次の日の早朝、師父は人を遣わしてウェンシーを呼んだ。ウェンシーは灌頂を受けられるのではないかと思い込み、師父の元へと急いだ。
「おまえは昨日灌頂を受けられなかったが、わしに対してよくない思いをもたげているのではないか?」
「ありません。師父に対する信心は少しも動揺しません」と彼は泣きながら答えた。「私は罪業が重く、灌頂を受ける資格などなく、心が痛むばかりで…」。 師父はその有様を見て怒鳴った。「お前何を泣いているのじゃ。そんな状態なら、ここから出て行け!」
ウェンシーはその場を立ち去った後、まるで気が狂ったかのようになり、山の中に走りこむと、大きな石の上にどすんと腰を下ろし、苦痛に満ちて頭を掻きむしった。そうしているうちにだんだんと心は静まってきた。しかし、頭の中では絶えず種々の思いが去来し、考えれば考えるほど苦しく、頭の中は雑念で一杯になった。「なぜ?なぜなんだ?」彼はたえず自問していた。なぜ、誅法を求めた時は、全てを得ることができたのに、正法を求めると、何も得ることができないのだろうか。

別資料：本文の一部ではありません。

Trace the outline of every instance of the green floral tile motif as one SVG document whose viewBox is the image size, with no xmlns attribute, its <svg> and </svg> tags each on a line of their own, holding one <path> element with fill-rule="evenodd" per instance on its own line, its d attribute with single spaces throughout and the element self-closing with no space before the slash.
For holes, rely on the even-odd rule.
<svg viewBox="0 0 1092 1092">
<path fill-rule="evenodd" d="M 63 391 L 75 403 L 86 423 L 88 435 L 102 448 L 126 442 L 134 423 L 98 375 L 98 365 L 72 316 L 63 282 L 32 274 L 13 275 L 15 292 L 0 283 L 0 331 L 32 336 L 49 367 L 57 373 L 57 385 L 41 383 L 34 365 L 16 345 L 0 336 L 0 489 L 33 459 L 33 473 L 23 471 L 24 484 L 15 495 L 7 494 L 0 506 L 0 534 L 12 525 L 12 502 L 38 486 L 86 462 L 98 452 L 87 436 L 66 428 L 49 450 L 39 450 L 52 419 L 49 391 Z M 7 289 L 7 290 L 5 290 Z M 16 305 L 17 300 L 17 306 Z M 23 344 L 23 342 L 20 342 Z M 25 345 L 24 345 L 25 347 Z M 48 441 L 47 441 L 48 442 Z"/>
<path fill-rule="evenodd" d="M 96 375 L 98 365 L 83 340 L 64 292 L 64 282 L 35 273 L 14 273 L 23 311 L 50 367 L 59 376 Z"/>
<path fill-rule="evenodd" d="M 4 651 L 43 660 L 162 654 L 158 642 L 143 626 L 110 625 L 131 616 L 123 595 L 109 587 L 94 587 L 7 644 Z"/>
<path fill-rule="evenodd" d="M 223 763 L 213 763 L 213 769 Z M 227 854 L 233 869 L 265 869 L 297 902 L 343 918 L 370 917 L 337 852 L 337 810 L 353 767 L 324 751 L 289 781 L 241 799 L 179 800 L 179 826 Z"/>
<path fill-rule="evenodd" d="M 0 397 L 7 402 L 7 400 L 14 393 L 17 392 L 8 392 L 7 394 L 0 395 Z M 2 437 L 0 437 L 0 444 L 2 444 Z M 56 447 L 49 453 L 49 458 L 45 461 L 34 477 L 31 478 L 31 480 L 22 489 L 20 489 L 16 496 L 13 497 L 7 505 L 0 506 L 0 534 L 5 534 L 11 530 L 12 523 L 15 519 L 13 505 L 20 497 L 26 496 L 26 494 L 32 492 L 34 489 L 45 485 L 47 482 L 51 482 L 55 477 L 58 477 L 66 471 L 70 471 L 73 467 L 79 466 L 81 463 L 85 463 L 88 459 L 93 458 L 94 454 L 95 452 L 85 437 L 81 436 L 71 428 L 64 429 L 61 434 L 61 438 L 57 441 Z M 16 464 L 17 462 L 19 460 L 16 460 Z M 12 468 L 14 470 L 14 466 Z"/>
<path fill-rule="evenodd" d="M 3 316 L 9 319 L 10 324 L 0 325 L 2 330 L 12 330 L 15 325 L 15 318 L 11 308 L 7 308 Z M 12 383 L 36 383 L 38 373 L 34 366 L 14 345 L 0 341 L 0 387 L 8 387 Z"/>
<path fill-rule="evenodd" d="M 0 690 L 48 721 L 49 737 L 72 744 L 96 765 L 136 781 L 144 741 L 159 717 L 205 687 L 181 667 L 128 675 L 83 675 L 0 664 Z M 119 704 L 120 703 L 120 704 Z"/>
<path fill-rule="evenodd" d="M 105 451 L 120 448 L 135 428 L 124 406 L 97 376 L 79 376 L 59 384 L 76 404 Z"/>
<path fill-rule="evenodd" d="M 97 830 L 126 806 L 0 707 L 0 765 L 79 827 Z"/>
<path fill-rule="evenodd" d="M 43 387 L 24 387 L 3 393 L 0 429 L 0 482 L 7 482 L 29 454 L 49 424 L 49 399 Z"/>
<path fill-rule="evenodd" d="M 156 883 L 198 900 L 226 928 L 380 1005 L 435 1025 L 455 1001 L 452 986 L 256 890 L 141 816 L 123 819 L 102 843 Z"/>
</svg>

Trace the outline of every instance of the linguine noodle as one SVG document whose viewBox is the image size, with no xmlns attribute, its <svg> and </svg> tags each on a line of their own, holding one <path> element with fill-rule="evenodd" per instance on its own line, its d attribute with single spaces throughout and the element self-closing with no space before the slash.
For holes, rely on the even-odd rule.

苦しみぬいても答えは得られず、頭の中は堂々巡りであった。「お金がなくては、法は得られない。法が得られなければ、この身のままで何をしようというのか?業に業を重ねるだけ…供養できないのなら、他の所に行っても無駄だ。ではどうすればいいのか」。彼は半日考えたが、このような考えでは、いい結論も浮かばなかった。師父のところに法を求めにきたのに、却っていろいろなことばかり起こった。供養できなければ、永遠に師父は灌頂をしてはくれない…まず銭を稼ぐことが先決だ。話はそれからと考えた。
ウェンシーはこうして、この場を離れることにした。前回では、師父のツァンバをもっていこうとして罵られたから、今度は食料を持たず、自分のものだけもって行くことにした。
師母はウェンシーが去ったのを知ると、さっそく師父に報告した。「先生、あなたが仇のように憎んでいた人はもうここにはいませんよ。うれしいですか?」
「誰のことをいっているのじゃ?」と師父は問うた。
「誰のことか、ご存じないんですか?あなたが仇のように憎んで、苦しみを負わせ、絶えず罵り続けていた、あの怪力君ですよ!」
「なに!?」師父はさっと顔面蒼白になると、涙をはらはらと流し、合掌すると祈りを捧げた。「歴代の師父、および空行の護法よ!どうか善根のあるわが弟子を護り、ここに戻してください!」そういうなり黙として何も語らなかった。